April 19, 2007

Copycats

Obviously the Virginia Tech massacre is getting round-the-clock coverage. And some people seem to be fretting that giving the killer so much media publicity might end up encouraging copycat shooters. That seems plausible. But a flat earth seems plausible, too. So I'm curious: Is there any hard evidence that blanket coverage of massacres like this actually do inspire copycats? The first thing I found on Google was this passage from an old New York Times story, circa October 2006:
Psychologists and scholars of the news media said that although copycat events were always possible, the likelihood of one school attack leading to another was probably a bit less than it was a few years ago.

Some experts said they were not sure that the copycat phenomenon was real.
So "some experts" are skeptical. But "some experts" are also unnamed. That's not terribly helpful. Moving on, there's Loren Coleman, who wrote a whole book on the subject: The Copycat Effect: How the Media and Popular Culture Trigger the Mayhem in Tomorrow's Headlines.
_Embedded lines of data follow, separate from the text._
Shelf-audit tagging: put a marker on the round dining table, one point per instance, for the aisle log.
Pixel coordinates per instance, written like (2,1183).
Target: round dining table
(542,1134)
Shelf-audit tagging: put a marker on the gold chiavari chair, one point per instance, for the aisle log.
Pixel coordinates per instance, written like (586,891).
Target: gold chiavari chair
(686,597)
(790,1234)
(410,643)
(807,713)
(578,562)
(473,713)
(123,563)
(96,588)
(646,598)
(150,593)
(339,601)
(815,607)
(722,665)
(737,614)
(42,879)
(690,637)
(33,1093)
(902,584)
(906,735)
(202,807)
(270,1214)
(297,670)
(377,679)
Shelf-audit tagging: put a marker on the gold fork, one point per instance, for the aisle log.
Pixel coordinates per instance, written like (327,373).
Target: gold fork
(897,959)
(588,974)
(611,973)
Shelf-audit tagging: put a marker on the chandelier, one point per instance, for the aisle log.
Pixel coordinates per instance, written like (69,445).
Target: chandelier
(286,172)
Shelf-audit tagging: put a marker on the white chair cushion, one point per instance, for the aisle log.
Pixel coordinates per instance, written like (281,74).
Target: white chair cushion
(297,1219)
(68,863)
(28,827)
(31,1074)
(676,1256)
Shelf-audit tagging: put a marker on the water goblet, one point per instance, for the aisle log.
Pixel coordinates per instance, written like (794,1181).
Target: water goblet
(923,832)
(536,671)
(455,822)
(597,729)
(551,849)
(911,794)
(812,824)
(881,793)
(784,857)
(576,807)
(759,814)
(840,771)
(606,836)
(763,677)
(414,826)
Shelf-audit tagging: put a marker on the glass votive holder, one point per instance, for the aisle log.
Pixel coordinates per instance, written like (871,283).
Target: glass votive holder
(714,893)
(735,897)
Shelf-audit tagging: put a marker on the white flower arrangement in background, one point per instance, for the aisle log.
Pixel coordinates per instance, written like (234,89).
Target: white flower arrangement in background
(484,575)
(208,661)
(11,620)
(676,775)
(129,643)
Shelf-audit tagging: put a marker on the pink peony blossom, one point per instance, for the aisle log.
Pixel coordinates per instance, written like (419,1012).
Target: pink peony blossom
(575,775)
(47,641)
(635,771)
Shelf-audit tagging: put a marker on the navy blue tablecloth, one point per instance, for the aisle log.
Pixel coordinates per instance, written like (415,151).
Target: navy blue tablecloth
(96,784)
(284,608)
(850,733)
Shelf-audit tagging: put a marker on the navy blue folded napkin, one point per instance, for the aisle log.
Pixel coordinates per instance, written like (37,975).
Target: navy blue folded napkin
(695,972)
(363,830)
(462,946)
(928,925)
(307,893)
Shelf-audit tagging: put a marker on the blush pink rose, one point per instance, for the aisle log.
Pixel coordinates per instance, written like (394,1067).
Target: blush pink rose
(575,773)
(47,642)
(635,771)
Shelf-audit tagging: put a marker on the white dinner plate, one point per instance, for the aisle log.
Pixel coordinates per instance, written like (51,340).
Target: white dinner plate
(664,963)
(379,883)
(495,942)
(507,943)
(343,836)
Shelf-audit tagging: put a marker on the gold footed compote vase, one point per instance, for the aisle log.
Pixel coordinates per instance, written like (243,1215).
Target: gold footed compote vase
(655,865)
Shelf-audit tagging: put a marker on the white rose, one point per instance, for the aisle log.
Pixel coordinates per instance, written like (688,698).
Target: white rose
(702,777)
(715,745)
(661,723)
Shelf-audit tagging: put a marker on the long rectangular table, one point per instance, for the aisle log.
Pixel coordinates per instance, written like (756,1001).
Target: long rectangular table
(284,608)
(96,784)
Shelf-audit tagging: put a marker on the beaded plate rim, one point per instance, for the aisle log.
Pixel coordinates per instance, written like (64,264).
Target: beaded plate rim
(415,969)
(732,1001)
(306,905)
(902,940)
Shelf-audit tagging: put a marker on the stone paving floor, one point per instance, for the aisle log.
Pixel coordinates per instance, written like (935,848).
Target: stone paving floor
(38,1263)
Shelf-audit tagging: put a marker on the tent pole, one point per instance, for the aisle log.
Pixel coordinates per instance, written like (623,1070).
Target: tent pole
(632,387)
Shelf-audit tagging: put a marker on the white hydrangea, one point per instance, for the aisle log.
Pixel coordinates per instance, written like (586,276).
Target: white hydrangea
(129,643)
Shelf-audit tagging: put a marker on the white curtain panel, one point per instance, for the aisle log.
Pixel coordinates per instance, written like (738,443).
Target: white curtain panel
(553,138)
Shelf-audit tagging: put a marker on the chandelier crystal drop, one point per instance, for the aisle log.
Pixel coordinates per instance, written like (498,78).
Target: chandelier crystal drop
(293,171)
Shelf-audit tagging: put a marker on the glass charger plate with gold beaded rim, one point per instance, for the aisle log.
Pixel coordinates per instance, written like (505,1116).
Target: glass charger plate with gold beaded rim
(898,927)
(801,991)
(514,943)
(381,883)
Naturally, he has a blog, which touts some relevant findings:
-- copycats follow a regular temporal pattern that repeats - these could be after a primary media event in a day, a week, two weeks, a month, a year, ten years—vulnerable humans have internal media clocks...

-- copycats imitate the previous violent attacks, oftentimes down to specific details as that mirror the previous specifics of the shooter, the victims, and the methods.

-- "celebrity" events have a far-reaching impact and modeling effect—so, of course, Columbine serves as a dark cloud over many school shootings.
Coleman argues that a school shooting in Essex, Vermont on August 24, 2006, really did inspire a wave of copycats—he lists them all and notices certain patterns. Okay, but if we want to be strict here, this just means that all of these shootings, occurring in a short time span, had some things in common. It doesn't necessarily mean that the first shooting caused the subsequent shootings (or that Student X would have never gunned down his classmates had it not been for, say, Columbine). Or that overblown media coverage was the culprit. Still, Coleman might well be onto something.

Alternatively, we could look at a parallel issue—copycat suicides, which have been studied pretty intensively. The World Health Organization cites a study finding that the suicide rate spikes in the ten days after news reports on suicides. This effect also depends largely on the type of coverage. The WHO recommends that media outlets keep their reports brief, point out any mental health problems the victim may have had, avoid publishing pictures or descriptions of the methods used, and not to depict suicide "as a method of coping with personal problems." In any case, I'd say the evidence is suggestive, but not quite conclusive, unless there are some major studies I'm missing.